Speaking of marvels, I am alive
together with you, when I might have been
alive with anyone under the sun,
when I might have been Abelard’s woman
or the whore of a Renaissance pope
or a peasant wife with not enough food
and not enough love, with my children
dead of the plague. I might have slept
in an alcove next to the man
with the golden nose, who poked it
into the business of stars,
or sewn a starry flag
for a general with wooden teeth.
I might have been the exemplary Pocahontas
or a woman without a name
weeping in Master’s bed
for my husband, exchanged for a mule,
my daughter, lost in a drunken bet.
I might have been stretched on a totem pole
to appease a vindictive god
or left, a useless girl-child,
to die on a cliff.
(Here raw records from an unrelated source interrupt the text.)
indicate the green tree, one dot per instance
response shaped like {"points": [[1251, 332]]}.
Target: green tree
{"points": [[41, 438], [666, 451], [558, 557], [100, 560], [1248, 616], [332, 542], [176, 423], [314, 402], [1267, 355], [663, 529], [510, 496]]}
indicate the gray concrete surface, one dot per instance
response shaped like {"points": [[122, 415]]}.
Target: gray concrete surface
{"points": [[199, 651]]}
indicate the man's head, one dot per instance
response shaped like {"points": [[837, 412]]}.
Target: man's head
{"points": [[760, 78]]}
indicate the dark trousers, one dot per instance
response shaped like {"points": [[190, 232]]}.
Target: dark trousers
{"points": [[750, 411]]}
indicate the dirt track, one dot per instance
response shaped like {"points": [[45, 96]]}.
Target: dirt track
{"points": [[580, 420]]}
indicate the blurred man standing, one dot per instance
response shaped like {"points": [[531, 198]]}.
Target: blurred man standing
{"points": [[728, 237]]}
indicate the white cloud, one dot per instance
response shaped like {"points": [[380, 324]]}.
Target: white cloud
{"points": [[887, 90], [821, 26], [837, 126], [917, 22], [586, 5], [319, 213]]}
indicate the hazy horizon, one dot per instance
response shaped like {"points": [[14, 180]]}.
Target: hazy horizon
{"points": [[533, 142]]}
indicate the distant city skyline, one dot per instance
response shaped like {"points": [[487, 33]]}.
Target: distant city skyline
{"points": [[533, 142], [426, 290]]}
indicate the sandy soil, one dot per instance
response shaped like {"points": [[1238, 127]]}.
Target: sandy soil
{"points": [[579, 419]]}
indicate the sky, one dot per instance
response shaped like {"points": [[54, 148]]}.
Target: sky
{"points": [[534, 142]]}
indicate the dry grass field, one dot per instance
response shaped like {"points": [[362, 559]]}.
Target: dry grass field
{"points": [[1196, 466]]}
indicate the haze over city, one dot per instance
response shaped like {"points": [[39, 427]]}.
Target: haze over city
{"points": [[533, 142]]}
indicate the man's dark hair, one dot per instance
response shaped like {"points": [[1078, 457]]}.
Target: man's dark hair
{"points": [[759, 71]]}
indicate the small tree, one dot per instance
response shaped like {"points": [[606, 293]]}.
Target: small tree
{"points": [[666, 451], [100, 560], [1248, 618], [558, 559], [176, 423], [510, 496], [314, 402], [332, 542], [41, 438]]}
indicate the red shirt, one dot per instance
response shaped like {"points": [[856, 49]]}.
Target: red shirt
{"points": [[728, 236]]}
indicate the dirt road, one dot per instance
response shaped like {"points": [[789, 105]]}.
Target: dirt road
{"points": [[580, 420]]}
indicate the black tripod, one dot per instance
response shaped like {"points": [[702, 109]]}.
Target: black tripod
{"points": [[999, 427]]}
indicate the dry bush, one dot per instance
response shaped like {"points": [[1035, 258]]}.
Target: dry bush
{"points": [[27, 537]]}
I like to think
I might have been Mary Shelley
in love with a wrongheaded angel,
or Mary’s friend, I might have been you.
This poem is endless, the odds against us are endless,
our chances of being alive together
statistically nonexistent;
still we have made it, alive in a time
when rationalists in square hats
and hatless Jehovah’s Witnesses
agree it is almost over,
alive with our lively children
who–but for endless ifs–
might have missed out on being alive
together with marvels and follies
and longings and lies and wishes
and error and humor and mercy
and journeys and voices and faces
and colors and summers and mornings
and knowledge and tears and chance.

 

“Alive Together” by Lisel Mueller from Alive Together. © Louisiana State University Press, 1996.

“Invitation” by Mary Oliver

Oh do you have time
to linger
for just a little while
out of your busy

and very important day
for the goldfinches
that have gathered
in a field of thistles

for a musical battle,
to see who can sing
the highest note,
or the lowest,

or the most expressive of mirth,
or the most tender?
Their strong, blunt beaks
drink the air

as they strive
melodiously
not for your sake
and not for mine

and not for the sake of winning
but for sheer delight and gratitude –
believe us, they say,
it is a serious thing

just to be alive
on this fresh morning
in the broken world.
I beg of you,

do not walk by
without pausing
to attend to this
rather ridiculous performance.

It could mean something.
It could mean everything.
It could be what Rilke meant, when he wrote:
You must change your life.

 

Mary Oliver, “Invitation,” A Thousand Mornings (New York: Penguin Books, 2013).